Red and processed meat harms our health and the planet – so why haven’t we seen any political action taken?

Have you ever wondered how policies get prioritised and implemented? We see a problem in society, come up with a solution, and implement it – right?

What’s the problem with red and processed meat, anyway?

We are currently facing two major crises affecting human existence – 1) unhealthy diets and poor nutrition are the leading contributors to the global burden of disease, which are mainly chronic and non-communicable diseases; and 2) the existential threat of climate change and the compromising of our ecosystems as a direct result of human activity. We know one of the biggest contributors to these problems is the nature and structure of our modern food systems – in particular, the industrial food systems where supply chains are long and extensive across the globe and the outputs are mostly unhealthy, ultra-processed and animal source foods. And within this picture, red and processed meat production and consumption has one of the largest impacts on human and planetary health.

Producing red and processed meat contributes to 18% of all greenhouse gas emissions globally and requires extensive natural resources like water and land use. Consuming red and processed meat is highly associated with major cancers such as colorectal and bowel cancers. So as a result, authoritative bodies like the International Panel for Climate Change and the World Health Organization are calling for change. They’ve suggested policies like meat taxes, production quotas, removing farming subsidies, and consumer labelling and education. So, the solution seems pretty simple, we just put in one of those policies and we’ll eventually be producing and consuming less red meat, right??

Producing red and processed meat contributes to 18% of all greenhouse gas emissions globally

Why aren’t we seeing action?

My PhD research is focused on the political economy of making policies to reduce red and processed meat production and consumption. Political economy is an examination of power and influence – that is;

  • Who has the power and who lacks it?
  • How is that power deployed and accrued?
  • And what does that mean for our food system, our health, and the planet?

So, who has power when it comes to making policies around meat?

This study revealed that a sizeable chunk of the power lies with the meat industry. The meat industry spans farming, processing, packing, distributing, marketing, and representative organisations. But in recent years, the market has become highly concentrated among a few big transnational corporations – including JBS, Tyson Foods, and Cargill. We refer to them as “Big Meat”. These companies can have an enormous influence on how and which policies get made. They are positioned well for this firstly, because of the size of these companies – last year, JBS made $51.7 billion US dollars. This means that for many countries, Big Meat provides huge economic benefits. It also means that they have significant influence towards government by lobbying and providing political donations.

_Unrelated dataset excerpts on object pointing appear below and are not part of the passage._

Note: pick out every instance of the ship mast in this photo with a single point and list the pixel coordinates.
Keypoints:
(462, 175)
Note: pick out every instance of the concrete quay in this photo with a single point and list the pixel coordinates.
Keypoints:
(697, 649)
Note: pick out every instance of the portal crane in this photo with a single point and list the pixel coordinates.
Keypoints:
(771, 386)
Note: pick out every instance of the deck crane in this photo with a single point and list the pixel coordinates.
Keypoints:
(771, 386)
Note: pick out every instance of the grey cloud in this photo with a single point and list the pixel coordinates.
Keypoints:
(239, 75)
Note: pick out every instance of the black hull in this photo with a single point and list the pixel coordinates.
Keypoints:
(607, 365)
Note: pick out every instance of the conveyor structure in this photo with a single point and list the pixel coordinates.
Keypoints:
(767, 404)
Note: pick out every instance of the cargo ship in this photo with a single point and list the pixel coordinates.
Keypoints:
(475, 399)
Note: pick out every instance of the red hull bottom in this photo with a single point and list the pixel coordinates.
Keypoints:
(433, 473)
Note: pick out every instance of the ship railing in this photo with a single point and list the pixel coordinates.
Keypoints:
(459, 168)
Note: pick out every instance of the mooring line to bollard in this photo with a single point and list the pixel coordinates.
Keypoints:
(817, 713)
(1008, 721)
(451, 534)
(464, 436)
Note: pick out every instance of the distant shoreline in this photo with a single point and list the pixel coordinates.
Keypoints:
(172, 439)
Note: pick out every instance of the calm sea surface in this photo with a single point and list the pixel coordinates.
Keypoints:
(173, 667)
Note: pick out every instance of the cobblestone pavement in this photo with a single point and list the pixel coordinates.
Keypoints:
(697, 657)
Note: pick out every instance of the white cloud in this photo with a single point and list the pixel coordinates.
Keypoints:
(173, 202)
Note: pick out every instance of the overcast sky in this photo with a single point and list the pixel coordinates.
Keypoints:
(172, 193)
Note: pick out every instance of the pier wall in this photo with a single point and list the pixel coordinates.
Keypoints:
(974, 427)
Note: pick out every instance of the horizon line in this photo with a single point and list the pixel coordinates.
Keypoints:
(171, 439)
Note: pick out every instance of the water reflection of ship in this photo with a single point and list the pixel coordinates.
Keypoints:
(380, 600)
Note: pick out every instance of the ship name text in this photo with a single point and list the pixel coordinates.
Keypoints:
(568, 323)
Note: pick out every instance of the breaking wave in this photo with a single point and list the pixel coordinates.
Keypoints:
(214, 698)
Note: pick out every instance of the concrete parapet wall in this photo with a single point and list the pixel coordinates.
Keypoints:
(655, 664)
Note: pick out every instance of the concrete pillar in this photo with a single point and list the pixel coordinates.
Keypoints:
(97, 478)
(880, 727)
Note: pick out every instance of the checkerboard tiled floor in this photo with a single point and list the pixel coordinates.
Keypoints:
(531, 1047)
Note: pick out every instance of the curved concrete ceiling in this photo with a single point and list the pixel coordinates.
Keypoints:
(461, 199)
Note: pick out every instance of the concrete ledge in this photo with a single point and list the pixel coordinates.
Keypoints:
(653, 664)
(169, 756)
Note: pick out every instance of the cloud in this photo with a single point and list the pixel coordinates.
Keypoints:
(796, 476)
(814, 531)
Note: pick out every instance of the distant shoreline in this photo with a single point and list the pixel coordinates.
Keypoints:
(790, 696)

Is it just about the money?

Red and processed meat have historically held significant economic, social, and cultural importance for societies around the globe. Whilst humans have been eating meat for millennia, the levels of consumption have increased dramatically over the past fifty years, and these levels have become normalised in an ideology known as “carnism”. Carnism contends that meat is a “natural, normal, and necessary” part of the diet, and thus poses a challenge to policy aimed at reduction. Whilst none of the reports published by authoritative organisations have called for elimination of meat from the diet, the proposals have been met with considerable contention in public discourse as it confronts the dietary status-quo.

The study also found that these ideas can be exploited for profit and to advance the agenda for commercial interests. The meat industry has funded a number of scientific studies both discredit and obscure, the evidence on the harms of meat on human and planetary health. This makes it is harder to garner public support for these policies as people are confused about the need for reducing consumption.

How do we go forward from here?

While it may seem a significant challenge, our study identified a number of avenues that may work as enablers to achieve meat reduction for healthy and sustainable food systems. Firstly, addressing the power asymmetry between the meat industry and other actors such as government and consumers should be a core component in policy work moving forward. This could be in the form of reduced agricultural subsidies, corporate oversight, and more equitable supply chains. Civil society groups might also choose to work in tandem with government to gain power over the meat industry and promote meat reduction – although this is likely to depend on a shift in the ideologies around meat (namely carnism). This is where the voice of the consumer has a part to play – those who advocate for their health and the health of the planet may be a force for change.

Katherine Sievert is a PhD candidate in the Food Policy and Public Health group at the School of Exercise and Nutrition Sciences (SENS). She also assists in research focused on political economy of ultraprocessed foods and infant formula. Kate’s PhD is examining the political economy of red and processed meat reduction for healthy and sustainable food systems.